The regulatory baseline
What HIPAA actually requires
The HIPAA Security Rule has four implementation specification categories that apply directly to an AI system processing PHI. Understanding exactly which CFR sections apply is not just academic: OCR investigators cite specific sections in investigation letters, and your documentation needs to address them by name.
Unique user identification, automatic logoff, encryption and decryption. Every user of the AI system must be identifiable in logs. Access must be role-scoped and revocable.
Hardware, software, and procedural mechanisms to record and examine access to PHI. For AI: every query, every retrieval, every model response that included PHI in context.
PHI must not be improperly altered or destroyed. For AI systems this includes protecting model outputs from being altered and protecting audit logs from tampering.
Encryption of PHI in transit. TLS 1.2+ minimum.

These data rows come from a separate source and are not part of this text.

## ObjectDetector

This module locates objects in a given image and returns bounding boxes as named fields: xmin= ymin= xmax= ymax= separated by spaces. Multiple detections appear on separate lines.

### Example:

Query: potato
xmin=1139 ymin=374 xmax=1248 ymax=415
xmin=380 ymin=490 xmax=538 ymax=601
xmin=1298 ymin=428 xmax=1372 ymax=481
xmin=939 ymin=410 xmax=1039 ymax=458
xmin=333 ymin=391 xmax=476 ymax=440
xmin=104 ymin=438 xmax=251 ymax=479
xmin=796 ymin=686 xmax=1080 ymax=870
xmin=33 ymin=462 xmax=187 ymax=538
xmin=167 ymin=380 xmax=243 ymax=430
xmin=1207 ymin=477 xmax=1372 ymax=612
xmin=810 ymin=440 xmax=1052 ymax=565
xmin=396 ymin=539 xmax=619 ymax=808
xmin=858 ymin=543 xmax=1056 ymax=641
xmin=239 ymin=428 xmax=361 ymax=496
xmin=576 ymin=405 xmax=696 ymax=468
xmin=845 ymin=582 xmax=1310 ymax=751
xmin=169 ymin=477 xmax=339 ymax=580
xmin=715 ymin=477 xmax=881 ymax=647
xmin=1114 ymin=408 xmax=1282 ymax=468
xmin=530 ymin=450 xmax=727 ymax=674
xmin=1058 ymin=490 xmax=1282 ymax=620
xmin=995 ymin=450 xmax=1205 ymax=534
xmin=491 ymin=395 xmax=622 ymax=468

This applies to every network hop in your AI pipeline, including internal calls between services.
The Breach Notification Rule adds a separate set of obligations. If you cannot demonstrate, through logs, that a suspected breach did not expose PHI, HIPAA presumes a breach occurred. A complete audit trail is your primary defence against presumed breach liability.
Under 45 CFR 164.414, if you cannot demonstrate low probability of PHI compromise, HHS presumes a breach occurred and notification is required. Gaps in your audit log are not neutral. They are evidence of probable breach. An AI system with no query-level logging creates presumed breach liability for every incident, regardless of whether PHI was actually accessed.
Design
What a HIPAA-compliant AI audit log must contain
HIPAA does not specify a log format, but OCR has been consistent in what it looks for. The following fields are required to support breach analysis and to demonstrate minimum necessary access.
| Field | Why it is required | Example value |
|---|---|---|
| event_id | Unique identifier for each log entry; required for integrity verification | evt_8b2f4a1c9d |
| timestamp_utc | Exact time in UTC; supports incident timeline reconstruction | 2026-04-10T14:22:08.441Z |
| user_id | Unique user identifier (not name; name is PHI) | usr_Dr_A_449 |
| user_role | Role at time of access; supports minimum necessary analysis | physician |
| department | Department at time of access; supports minimum necessary analysis | cardiology |
| action | What the user did: query, retrieve, view, export | rag_query |
| record_ids_accessed | Which patient records were retrieved; required for breach scope analysis | ["rec_7f2a", "rec_9c1b"] |
| query_hash | Hash of the query text (not the text itself); proves the query existed without storing PHI | sha256:3d4e... |
| response_phi_detected | Whether AgentIQ detected PHI in the model's response; required for output monitoring | false |
| session_id | Links related events; supports session-level incident analysis | ses_f9e2c7 |
| log_hash | Hash of all other fields; tamper detection | sha256:a1b2... |
Storing the actual query text or response text in an audit log means your audit log is itself a PHI store, subject to all HIPAA requirements. Log the hash of the query, not the query. Log whether PHI was detected in the response, not the response. The record IDs accessed are usually safe if they are non-identifying reference IDs, not MRNs or names.
Implementation
Building the audit log
This implementation captures each PHI access event and writes a tamper-evident log entry. It uses AgentIQ to check whether the model's response contained PHI before writing the outcome.
import hashlib
import json
import uuid
from datetime import datetime, timezone
from dataclasses import dataclass, field
from typing import List, Optional
from mirror_sdk.core.mirror_core import MirrorSDK, MirrorConfig
from mirror_sdk.core.mirror_api_models import Action
config = MirrorConfig.from_env()
sdk = MirrorSDK(config)
@dataclass
class AuditEvent:
user_id: str
user_role: str
department: str
action: str
record_ids_accessed: List[str]
query_hash: str
session_id: str
response_phi_detected: bool = False
event_id: str = field(default_factory=lambda: f"evt_{uuid.uuid4().hex[:10]}")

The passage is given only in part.